During last night's GOP debate in South Carolina, a state that is not only socially conservative but very pro-military, Republican frontrunner Donald Trump dropped a 50-megaton truth bomb on the audience:
Obviously, the war in Iraq was a big, fat mistake…. George Bush made a mistake. We can make mistakes. But that one was a beauty. We should have never been in Iraq. We have destabilized the Middle East.
He also added this, in an exchange with Marco Rubio:
RUBIO: …I think you can look back in hindsight and say a couple of things, but he kept us safe. And not only did he keep us safe, but no matter what you want to say about weapons of mass destruction, Saddam Hussein was in violation of U.N. resolutions, in open violation, and the world wouldn't do anything about it, and George W. Bush enforced what the international community refused to do.
And again, he kept us safe, and I am forever grateful to what he did for this country.
TRUMP: How did he keep us safe when the World Trade Center— the World—excuse me. I lost hundreds of friends. The World Trade Center came down during the reign of George Bush. He kept us safe? That is not safe. That is not safe, Marco. That is not safe.
Will last night's debate be the beginning of the end of the affair between Trump and Republican voters? Various observers think so, given the billionaire's ragged performance last night, inevitably described as grouchy, cranky, and defensive.
I'm less interested in that then the fact that Trump told a Republican audience what only a few stray party loyalists have been willing to say for the better part of the 21st-century so far: Invading Iraq was indeed a mistake on the conceptual level and a failure on a practical one. Does anyone doubt that the Middle East is destabilized? Or that it has much, if not quite everything, to do with the American invasion of Iraq (and let's dispense with the fiction that there was an international "coalition of the willing")?
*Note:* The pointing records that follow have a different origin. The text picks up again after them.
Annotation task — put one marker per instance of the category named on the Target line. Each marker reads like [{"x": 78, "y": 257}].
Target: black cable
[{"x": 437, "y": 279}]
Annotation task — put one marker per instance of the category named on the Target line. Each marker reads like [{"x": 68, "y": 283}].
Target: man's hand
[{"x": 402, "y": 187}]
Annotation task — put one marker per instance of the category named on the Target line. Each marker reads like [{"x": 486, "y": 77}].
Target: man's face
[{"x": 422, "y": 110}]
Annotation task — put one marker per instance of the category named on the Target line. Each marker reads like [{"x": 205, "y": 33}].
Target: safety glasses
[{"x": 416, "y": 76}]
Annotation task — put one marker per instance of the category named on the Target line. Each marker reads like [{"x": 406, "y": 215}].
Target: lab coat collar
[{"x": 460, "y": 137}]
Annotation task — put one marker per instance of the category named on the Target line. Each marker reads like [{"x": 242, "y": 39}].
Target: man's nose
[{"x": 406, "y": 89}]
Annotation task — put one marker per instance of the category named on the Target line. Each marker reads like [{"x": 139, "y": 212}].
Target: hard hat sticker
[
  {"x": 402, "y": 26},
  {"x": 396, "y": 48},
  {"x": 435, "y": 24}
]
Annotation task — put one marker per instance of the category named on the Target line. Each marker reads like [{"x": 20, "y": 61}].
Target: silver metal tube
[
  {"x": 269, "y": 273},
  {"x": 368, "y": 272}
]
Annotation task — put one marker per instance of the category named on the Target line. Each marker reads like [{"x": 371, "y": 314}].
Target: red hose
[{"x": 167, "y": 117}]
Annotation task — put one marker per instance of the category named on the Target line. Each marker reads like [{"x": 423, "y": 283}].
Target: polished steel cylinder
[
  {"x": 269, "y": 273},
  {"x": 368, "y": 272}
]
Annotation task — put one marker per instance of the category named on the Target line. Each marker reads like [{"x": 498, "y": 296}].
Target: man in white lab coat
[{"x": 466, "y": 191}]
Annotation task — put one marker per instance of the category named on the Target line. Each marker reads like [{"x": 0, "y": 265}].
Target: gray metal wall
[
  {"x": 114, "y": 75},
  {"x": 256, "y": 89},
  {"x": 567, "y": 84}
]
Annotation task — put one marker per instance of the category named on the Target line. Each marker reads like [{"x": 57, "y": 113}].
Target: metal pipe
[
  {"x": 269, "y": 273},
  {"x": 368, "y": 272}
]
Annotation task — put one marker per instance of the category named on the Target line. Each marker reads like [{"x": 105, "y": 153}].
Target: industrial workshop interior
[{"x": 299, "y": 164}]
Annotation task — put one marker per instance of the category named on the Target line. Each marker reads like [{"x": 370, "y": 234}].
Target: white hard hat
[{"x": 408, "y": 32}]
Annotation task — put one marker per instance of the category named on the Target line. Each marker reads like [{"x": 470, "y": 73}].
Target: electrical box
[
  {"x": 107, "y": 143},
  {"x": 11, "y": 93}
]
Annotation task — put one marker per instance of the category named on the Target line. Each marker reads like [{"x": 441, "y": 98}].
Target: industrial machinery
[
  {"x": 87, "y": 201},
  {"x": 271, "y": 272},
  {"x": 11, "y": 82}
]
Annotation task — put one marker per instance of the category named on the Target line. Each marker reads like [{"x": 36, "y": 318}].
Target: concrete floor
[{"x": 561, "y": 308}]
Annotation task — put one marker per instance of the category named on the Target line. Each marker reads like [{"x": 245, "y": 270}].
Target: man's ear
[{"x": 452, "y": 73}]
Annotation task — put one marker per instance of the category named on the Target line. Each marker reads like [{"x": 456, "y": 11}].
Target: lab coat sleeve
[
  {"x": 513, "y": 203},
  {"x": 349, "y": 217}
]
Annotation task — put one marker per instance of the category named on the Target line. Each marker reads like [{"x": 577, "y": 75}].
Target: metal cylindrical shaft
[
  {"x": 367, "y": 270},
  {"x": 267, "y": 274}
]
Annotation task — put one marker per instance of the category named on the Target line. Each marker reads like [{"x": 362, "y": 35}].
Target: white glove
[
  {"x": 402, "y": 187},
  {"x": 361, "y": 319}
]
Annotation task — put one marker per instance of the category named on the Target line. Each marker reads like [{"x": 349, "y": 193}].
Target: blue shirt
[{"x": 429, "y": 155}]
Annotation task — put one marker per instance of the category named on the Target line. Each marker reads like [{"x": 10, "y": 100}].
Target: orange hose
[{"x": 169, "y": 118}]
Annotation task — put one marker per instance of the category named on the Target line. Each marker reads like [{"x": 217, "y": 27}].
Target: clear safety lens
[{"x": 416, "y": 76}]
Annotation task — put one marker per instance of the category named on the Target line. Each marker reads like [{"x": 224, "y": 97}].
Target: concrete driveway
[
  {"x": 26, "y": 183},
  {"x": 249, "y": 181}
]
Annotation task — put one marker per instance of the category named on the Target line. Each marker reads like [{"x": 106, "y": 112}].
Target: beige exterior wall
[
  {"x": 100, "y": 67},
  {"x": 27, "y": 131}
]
Republicans may want to blame Barack Obama for squandering the non-exsistent gains of the Bush-era surge and refusing to stay in Iraq rather than following the withdrawal plan brokered by Bush, but even they know deep down that the war was poorly prosecuted. In 2011, for instance, 65 percent of Republicans said they thought the war had "succeeded" (whatever that means) but by 2014, only 38 percent did. Oddly—and perhaps just out of partisan loyalty—in 2014, a majority of Republicans thought the war was justified. Democrats were less likely to think the war was justified (about 28 percent) but more thought it succeeded (38 percent).
In any case, for libertarians and independents, it's a good thing to hear a major-party candidate (a frontrunner no less!) say what is plainly true to most of us: Invading Iraq was a mistake (at best) and the war has only created more problems in a region never short on them to begin with.
Recognizing basic reality seems like a prerequisite for smarter and more-effective U.S. foreign policy and if takes Donald Trump of all people to say the unsayable, well good on him.